Some years after he first experimented with drugs, he considered becoming an alcohol and other drugs counselor and began the training but never completed it.
He used drugs on and off for years and said he stopped many times.
Eventually, Morgan went from using drugs to dealing them.
“I lost my mother six years ago. That’s when my life started turning,” he said. “After she passed, my life changed. I got involved in criminal activity.”
His mother was his best friend.
“She was my everything,” Morgan said. “I guess I got depressed and stuff and looked for different ways of coping.”
He had been a drug dealer on and off for a number of years when he was arrested in 2011.
Morgan served 3 1/2 years in prison and has been clean since 2011.
“I wanted to become a better role model for my kids and to make my mama proud,” he said. “I didn’t want everything that she had done for me to be in vain.”
Morgan made a commitment to change before he want to prison.
In prison, he continued that commitment through the Wisconsin Department of Correction’s Earned Release Program.
“It’s a nine-month program that deals with drug dealers and offenders, giving them the opportunity to earn early release if they complete their intense program.
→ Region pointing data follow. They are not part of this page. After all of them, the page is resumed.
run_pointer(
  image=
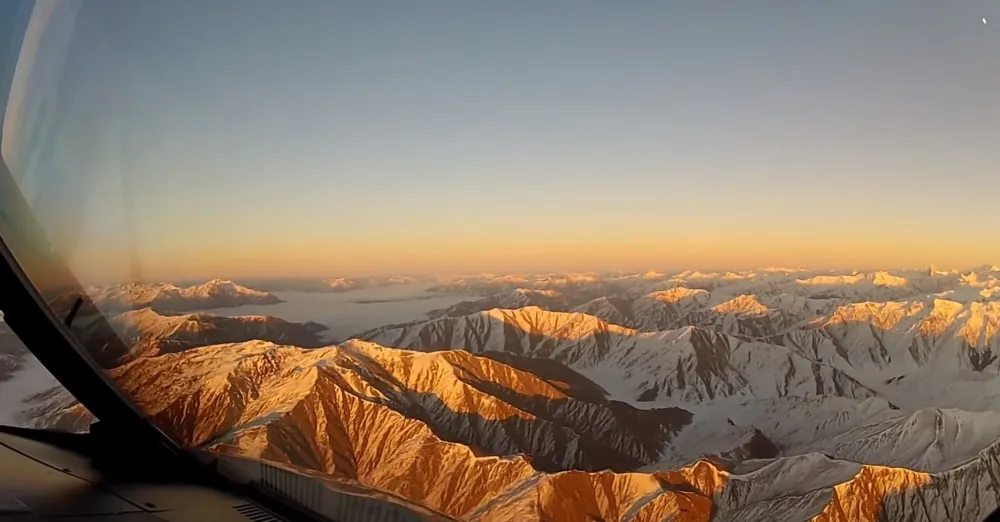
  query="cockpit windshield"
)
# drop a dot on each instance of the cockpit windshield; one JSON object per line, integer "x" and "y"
{"x": 528, "y": 260}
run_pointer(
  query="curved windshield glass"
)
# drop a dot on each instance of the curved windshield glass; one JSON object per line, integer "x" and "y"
{"x": 532, "y": 261}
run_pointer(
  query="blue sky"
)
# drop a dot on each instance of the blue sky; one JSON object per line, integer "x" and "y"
{"x": 325, "y": 138}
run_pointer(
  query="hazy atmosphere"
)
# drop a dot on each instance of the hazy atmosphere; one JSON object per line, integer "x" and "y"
{"x": 448, "y": 137}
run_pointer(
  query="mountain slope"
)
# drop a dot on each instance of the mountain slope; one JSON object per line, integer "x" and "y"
{"x": 167, "y": 297}
{"x": 285, "y": 404}
{"x": 689, "y": 364}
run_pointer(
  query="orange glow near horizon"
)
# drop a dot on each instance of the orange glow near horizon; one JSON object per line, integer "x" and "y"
{"x": 235, "y": 259}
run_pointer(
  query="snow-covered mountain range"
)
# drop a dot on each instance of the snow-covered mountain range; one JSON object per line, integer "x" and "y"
{"x": 774, "y": 394}
{"x": 170, "y": 298}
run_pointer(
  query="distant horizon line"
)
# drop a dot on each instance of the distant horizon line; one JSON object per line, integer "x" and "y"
{"x": 459, "y": 275}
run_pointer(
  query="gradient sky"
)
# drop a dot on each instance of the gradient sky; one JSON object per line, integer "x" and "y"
{"x": 340, "y": 138}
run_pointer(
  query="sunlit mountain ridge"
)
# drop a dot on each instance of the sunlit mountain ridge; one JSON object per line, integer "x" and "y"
{"x": 756, "y": 395}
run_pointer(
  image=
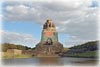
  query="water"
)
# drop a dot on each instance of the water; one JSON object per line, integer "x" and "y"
{"x": 50, "y": 61}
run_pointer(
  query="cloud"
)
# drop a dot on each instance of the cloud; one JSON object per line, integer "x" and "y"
{"x": 77, "y": 18}
{"x": 17, "y": 38}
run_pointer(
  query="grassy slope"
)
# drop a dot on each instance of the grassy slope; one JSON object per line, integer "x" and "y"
{"x": 11, "y": 55}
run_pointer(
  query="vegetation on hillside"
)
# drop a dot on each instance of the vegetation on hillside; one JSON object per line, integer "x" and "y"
{"x": 86, "y": 50}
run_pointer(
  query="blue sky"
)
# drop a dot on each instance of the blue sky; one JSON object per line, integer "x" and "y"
{"x": 22, "y": 21}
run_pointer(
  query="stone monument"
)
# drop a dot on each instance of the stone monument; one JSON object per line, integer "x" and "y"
{"x": 49, "y": 45}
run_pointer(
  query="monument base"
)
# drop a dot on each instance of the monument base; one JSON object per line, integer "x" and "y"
{"x": 44, "y": 49}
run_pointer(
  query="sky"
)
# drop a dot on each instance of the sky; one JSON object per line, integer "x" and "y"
{"x": 76, "y": 20}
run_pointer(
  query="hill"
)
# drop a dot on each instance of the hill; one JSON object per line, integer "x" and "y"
{"x": 86, "y": 50}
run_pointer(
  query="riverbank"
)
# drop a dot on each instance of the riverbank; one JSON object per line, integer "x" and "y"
{"x": 6, "y": 55}
{"x": 88, "y": 54}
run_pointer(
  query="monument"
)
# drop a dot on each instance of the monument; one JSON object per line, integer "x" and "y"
{"x": 49, "y": 45}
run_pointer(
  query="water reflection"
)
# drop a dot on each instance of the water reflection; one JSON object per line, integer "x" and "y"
{"x": 50, "y": 61}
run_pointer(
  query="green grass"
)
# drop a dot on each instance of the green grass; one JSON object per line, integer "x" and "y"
{"x": 11, "y": 55}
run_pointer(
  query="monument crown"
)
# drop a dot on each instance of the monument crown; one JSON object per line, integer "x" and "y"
{"x": 49, "y": 45}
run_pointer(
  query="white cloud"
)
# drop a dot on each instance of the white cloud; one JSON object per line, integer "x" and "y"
{"x": 17, "y": 38}
{"x": 74, "y": 17}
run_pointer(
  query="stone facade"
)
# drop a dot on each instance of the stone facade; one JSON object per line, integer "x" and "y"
{"x": 49, "y": 45}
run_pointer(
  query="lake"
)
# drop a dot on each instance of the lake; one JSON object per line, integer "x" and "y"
{"x": 49, "y": 61}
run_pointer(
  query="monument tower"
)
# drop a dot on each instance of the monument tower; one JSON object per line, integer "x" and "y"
{"x": 49, "y": 31}
{"x": 49, "y": 45}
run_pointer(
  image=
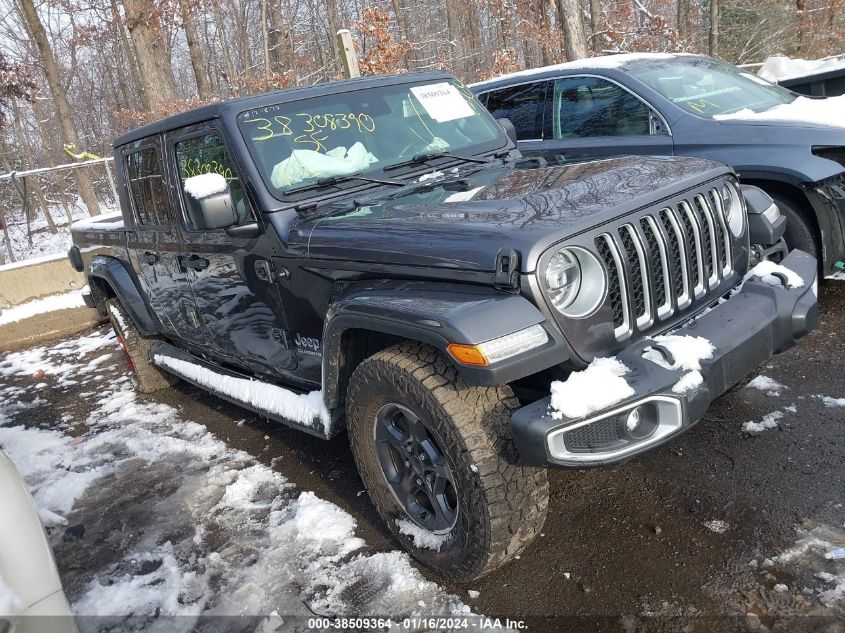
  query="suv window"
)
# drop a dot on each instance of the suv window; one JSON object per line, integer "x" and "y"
{"x": 205, "y": 154}
{"x": 146, "y": 186}
{"x": 590, "y": 106}
{"x": 523, "y": 105}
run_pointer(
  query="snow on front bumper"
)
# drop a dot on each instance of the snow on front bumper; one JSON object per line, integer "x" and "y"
{"x": 670, "y": 386}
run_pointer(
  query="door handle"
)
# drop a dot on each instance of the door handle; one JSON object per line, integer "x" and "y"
{"x": 149, "y": 258}
{"x": 194, "y": 261}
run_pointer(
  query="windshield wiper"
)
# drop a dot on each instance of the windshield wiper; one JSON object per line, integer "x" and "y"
{"x": 418, "y": 159}
{"x": 335, "y": 180}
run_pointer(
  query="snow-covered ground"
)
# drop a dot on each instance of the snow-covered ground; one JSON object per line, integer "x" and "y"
{"x": 39, "y": 306}
{"x": 177, "y": 522}
{"x": 43, "y": 242}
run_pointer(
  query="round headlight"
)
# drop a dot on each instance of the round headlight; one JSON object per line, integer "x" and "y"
{"x": 575, "y": 282}
{"x": 734, "y": 207}
{"x": 563, "y": 278}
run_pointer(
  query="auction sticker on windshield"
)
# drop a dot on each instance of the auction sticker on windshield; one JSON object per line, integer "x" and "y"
{"x": 443, "y": 102}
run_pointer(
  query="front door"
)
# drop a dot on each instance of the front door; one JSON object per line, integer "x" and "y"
{"x": 154, "y": 242}
{"x": 591, "y": 118}
{"x": 231, "y": 276}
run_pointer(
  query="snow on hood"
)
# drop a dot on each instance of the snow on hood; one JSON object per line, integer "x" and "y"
{"x": 830, "y": 111}
{"x": 780, "y": 67}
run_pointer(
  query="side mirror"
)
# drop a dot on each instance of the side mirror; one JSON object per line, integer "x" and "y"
{"x": 209, "y": 203}
{"x": 508, "y": 127}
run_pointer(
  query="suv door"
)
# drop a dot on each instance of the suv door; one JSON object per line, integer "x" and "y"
{"x": 231, "y": 276}
{"x": 524, "y": 105}
{"x": 592, "y": 117}
{"x": 154, "y": 245}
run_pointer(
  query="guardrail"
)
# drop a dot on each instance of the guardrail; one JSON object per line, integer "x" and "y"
{"x": 48, "y": 192}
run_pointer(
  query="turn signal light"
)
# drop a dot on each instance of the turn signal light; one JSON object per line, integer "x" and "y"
{"x": 467, "y": 354}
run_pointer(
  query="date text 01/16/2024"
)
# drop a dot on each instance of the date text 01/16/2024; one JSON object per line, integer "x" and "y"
{"x": 417, "y": 623}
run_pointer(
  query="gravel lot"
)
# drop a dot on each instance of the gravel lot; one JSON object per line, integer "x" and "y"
{"x": 695, "y": 536}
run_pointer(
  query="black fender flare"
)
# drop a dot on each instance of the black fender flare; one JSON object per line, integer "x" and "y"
{"x": 114, "y": 273}
{"x": 437, "y": 314}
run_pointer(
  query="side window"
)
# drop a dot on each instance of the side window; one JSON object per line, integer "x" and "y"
{"x": 590, "y": 106}
{"x": 523, "y": 105}
{"x": 146, "y": 186}
{"x": 208, "y": 154}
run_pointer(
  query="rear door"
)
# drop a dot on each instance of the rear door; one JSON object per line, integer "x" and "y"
{"x": 231, "y": 276}
{"x": 154, "y": 244}
{"x": 589, "y": 117}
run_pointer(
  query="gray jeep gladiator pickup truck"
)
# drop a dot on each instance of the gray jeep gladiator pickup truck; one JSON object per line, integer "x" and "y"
{"x": 375, "y": 255}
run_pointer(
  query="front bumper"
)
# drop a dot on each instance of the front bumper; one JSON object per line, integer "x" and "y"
{"x": 747, "y": 329}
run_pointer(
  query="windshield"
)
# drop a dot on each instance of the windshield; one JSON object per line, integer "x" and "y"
{"x": 364, "y": 131}
{"x": 707, "y": 87}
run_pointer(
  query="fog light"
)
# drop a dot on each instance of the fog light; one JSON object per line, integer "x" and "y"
{"x": 633, "y": 420}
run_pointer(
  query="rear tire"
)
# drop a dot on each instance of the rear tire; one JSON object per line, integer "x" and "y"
{"x": 499, "y": 504}
{"x": 800, "y": 230}
{"x": 136, "y": 348}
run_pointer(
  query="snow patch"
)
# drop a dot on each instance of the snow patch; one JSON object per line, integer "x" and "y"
{"x": 688, "y": 351}
{"x": 40, "y": 306}
{"x": 766, "y": 272}
{"x": 763, "y": 383}
{"x": 304, "y": 409}
{"x": 780, "y": 67}
{"x": 803, "y": 110}
{"x": 422, "y": 538}
{"x": 276, "y": 550}
{"x": 205, "y": 185}
{"x": 831, "y": 403}
{"x": 599, "y": 386}
{"x": 717, "y": 525}
{"x": 769, "y": 421}
{"x": 105, "y": 222}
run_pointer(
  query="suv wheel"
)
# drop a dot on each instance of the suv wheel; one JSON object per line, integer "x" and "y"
{"x": 136, "y": 349}
{"x": 438, "y": 462}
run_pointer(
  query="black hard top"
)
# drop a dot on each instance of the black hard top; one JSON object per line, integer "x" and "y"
{"x": 219, "y": 110}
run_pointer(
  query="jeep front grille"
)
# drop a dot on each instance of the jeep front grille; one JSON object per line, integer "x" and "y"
{"x": 665, "y": 262}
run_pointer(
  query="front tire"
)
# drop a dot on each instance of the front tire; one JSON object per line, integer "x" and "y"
{"x": 438, "y": 462}
{"x": 136, "y": 348}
It includes AODA, responsible living and integrating back into the community and a work program as well,” Morgan said.
He moved to Waupaca about two years ago and works 20 hours a week at Foundations For Living’s Community Clothes Closet.
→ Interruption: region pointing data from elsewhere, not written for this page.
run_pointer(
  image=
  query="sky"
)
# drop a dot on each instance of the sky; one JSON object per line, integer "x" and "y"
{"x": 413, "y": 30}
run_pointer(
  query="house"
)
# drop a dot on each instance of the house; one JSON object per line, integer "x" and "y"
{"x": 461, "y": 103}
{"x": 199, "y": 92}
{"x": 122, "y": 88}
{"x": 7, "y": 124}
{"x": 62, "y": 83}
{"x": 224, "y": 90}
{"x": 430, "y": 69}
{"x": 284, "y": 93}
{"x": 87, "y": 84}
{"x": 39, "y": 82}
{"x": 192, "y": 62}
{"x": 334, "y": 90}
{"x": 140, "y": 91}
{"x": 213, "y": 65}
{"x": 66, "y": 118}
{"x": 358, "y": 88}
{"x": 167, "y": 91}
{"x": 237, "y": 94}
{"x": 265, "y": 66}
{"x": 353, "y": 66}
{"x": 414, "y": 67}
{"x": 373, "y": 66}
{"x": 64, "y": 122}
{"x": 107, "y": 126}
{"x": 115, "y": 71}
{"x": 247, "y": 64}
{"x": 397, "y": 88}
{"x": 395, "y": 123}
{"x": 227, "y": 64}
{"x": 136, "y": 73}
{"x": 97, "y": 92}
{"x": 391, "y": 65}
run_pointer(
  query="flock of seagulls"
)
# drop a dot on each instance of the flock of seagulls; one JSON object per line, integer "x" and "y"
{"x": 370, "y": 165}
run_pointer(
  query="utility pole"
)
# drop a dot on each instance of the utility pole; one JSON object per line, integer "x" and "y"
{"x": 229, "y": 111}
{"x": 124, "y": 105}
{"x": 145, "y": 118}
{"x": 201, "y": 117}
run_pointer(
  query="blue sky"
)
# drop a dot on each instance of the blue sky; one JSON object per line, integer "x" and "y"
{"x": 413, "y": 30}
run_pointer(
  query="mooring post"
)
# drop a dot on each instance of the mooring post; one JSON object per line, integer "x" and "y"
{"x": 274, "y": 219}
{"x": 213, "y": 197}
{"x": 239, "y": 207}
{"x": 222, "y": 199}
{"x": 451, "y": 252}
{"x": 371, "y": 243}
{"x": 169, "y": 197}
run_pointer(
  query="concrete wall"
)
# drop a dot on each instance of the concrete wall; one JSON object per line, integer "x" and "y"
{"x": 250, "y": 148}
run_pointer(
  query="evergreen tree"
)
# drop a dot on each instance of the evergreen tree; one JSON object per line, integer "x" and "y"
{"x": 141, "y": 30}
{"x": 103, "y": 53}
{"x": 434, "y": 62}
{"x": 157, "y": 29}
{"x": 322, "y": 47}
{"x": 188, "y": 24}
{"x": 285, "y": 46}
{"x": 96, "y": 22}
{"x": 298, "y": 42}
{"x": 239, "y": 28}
“I want to make recovery coaching a profession for me,” Morgan said. “In the Fox Cities, it is common for them to be paid.”
He does charge a fee but says he will not turn anyone away.
Since being trained as a recovery coach, Morgan has already started mentoring people in the community.
Heffernan said recovery coaches work with people before, during and after they are in treatment.
He said treatment has to be looked at as part of a continuum of care, not just a 30-day program.
“I used for over seven years,” Heffernan said. “We need to provide longer term care if want them to succeed.”
Recovery coaches work to lift people up and help them find options and resources, he said.
Heffernan directs those interested in becoming recovery coaches to www.heliosrecovery.com to find information about upcoming training sessions.
“It’s open to everybody interested or impacted by addiction,” he said. “A lot of people have a lot to give.”
Today, Morgan has a good relationship with his children.
He continues to attend Narcotics Anonymous and Alcoholics Anonymous meetings about three times a week.
“Alcohol abuse was never an issue, but there are more AA meetings in the community compared to NA,” Morgan said.
He said there is at least one AA meeting every day of the week in Waupaca, while there are just two NA meetings per week.
People may visit www.aawidistrict04.org for the current list of meetings.
Morgan said both NA meetings are held at St. Mary Magdalene Catholic Community.
He said help is available for those who want it.
“Just like everything else, you get out what you put in,” Morgan said. “If you want to stay clean, you do everything it takes to stay clean, which means separating yourself from people, places and things.”
He shares his story as a way to help others.
“I want to be a voice of my past experiences, about what drugs can do to a person and where it can lead them in life, and I want to try to make a difference,” Morgan said.
He believes people may be more to apt to listen to someone who has been where they are.
“I want people to know that it’s a disease, and you can recover. I want people to know that nobody wakes up wanting to be a drug addict. Something happened along the way,” Morgan said. “I myself want to be an example that you can recover and good things will come to you.”